With the most disdainful scoff Alan had ever heard, the Winter Queen leveled the Cait Sidhe with a withering look. “You insignificant little thing. You are not the king’s advisor, nor are you his strategist. If anything, you are his fool.”
The man shrugged. “Fool, emissary, companion…” He flashed a wicked smile. “I am pleased to act in any position that serves the Winter King. In this case, I am acting as his strategist, and I believe it is in the Winter Court’s best interest to hear this daring lad’s request.”

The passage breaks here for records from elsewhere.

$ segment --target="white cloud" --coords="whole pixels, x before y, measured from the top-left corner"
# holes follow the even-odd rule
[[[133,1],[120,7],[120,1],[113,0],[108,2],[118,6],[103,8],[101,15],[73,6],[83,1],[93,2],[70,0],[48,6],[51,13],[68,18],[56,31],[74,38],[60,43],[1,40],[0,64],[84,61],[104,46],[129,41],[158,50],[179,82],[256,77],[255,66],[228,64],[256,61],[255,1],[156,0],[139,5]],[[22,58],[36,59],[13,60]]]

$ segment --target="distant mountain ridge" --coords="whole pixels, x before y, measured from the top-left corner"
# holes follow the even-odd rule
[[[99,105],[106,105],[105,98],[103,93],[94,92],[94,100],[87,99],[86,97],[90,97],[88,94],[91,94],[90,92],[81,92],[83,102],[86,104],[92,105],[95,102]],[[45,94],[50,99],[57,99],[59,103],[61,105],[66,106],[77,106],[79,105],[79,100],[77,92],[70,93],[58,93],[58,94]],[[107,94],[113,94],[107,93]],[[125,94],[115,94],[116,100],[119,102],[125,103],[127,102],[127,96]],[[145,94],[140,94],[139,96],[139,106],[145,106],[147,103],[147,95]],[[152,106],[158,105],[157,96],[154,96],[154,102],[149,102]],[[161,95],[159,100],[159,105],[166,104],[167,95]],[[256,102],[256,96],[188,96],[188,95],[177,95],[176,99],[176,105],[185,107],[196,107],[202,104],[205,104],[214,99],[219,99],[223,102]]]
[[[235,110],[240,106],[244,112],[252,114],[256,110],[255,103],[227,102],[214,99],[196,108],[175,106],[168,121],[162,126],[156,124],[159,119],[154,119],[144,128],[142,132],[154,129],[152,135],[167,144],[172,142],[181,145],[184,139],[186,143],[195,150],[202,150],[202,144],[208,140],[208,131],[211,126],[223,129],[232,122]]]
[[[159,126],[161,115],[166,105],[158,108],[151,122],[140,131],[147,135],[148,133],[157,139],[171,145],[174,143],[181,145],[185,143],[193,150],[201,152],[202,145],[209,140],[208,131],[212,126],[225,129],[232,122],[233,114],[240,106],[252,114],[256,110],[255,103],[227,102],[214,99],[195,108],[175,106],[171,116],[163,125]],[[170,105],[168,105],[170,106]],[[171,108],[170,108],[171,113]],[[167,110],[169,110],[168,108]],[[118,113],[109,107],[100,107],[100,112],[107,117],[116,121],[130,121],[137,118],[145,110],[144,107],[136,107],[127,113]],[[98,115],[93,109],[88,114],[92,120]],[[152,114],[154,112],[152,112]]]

Alan flinched as the Cait Sidhe placed a hand on his back and gave him a little nudge. As he stepped forward, a surge of determination kept him steady as he asked, “Who was the faery who caused the Cataclysm?”
When the Winter King did respond, the sound of his voice froze Alan in place. It was like the shifting of tectonic plates in the core of the earth, louder than thunder, seeming to shake the very foundations beneath them. Fear for his life filled Alan for the first time in ten years.
“A traitor named Lonan.” The Winter King shifted in his seat, leaning forward, the sound like a stone statue moving. “He was once the judge of my Court, wielding dark magic like a blade in my name. He impersonated your leader and sent the destructive human weapons to annihilate the Summer Court, like a coward.” The king bared his sharpened teeth, revealing black gums. “He failed when the Seelies put up a barrier around all their realm. The bomb was kept from bursting, suspended over the barrier with magic. The other bomb doubled back on the human lands after it struck the Seelie barrier and was redirected by it.”
The words were both like a hand gripping him, crushing his chest, and a burning poker prodding him into action. Alan let out a breath, eyes glazed and unseeing. “They… The Seelies sent it back on us.”
He had been right to think the Fae were responsible, but he had never imagined this even in the darkest d
ays of his life.
Then a strange calmness enveloped him. “Where is this Lonan now?” he asked, chin held high.
“In the Summer Court, where he fled after his betrayal.”
“Is he at least suffering?”
The Winter King laughed, the sound like a chaotic rattling of bones. “He was welcomed as an equal with open arms. For all their magic and talk of honor and light, the Seelies have no compassion for humanity. They are just as heartless as they see us.”
“How can the barrier be broken? It must take magic. Your magic?” Alan became aware of the Winter King’s impatience or perhaps boredom as the faery tapped his clawed fingers against the armrests of his throne. He would not entertain more questions for long.
“The barrier is bolstered with more magic each day,” the queen answered. “No one will be able to get inside without a Noble faery’s assistance.”
The Winter King added, “The magic of hundreds, perhaps thousands of faeries concentrated would perhaps be able to break through. Such an organization and concentration is unlikely, unless humans use the same ingenuity they utilized to make those delightful bombs to create something new. In that case, perhaps humanity could be spared.”
“I could do it.” Alan did not immediately realize he had spoken aloud. He spoke with the conviction of an oath, a certainty, like the same promise he had made to those he’d lost to avenge them. “If I had time, I could see it done. I’ll succeed.”
The Winter Queen was shaking her head, trying to get him to back down.
Laughing again, the Winter King said, “You had better hope you do.”
As the Cait Sidhe escorted him out again, Alan felt the eyes of the Winter King on him even as they exited into the open field. Once outside, Alan doubled over, the weight of what he had experienced hitting him like a tank.
“I am rather impressed,” the Cait Sidhe said. “Your legs were wobbling more than the marmalade I had on my crumpets at breakfast, yet you stood your ground and got your answers. I quite like you.”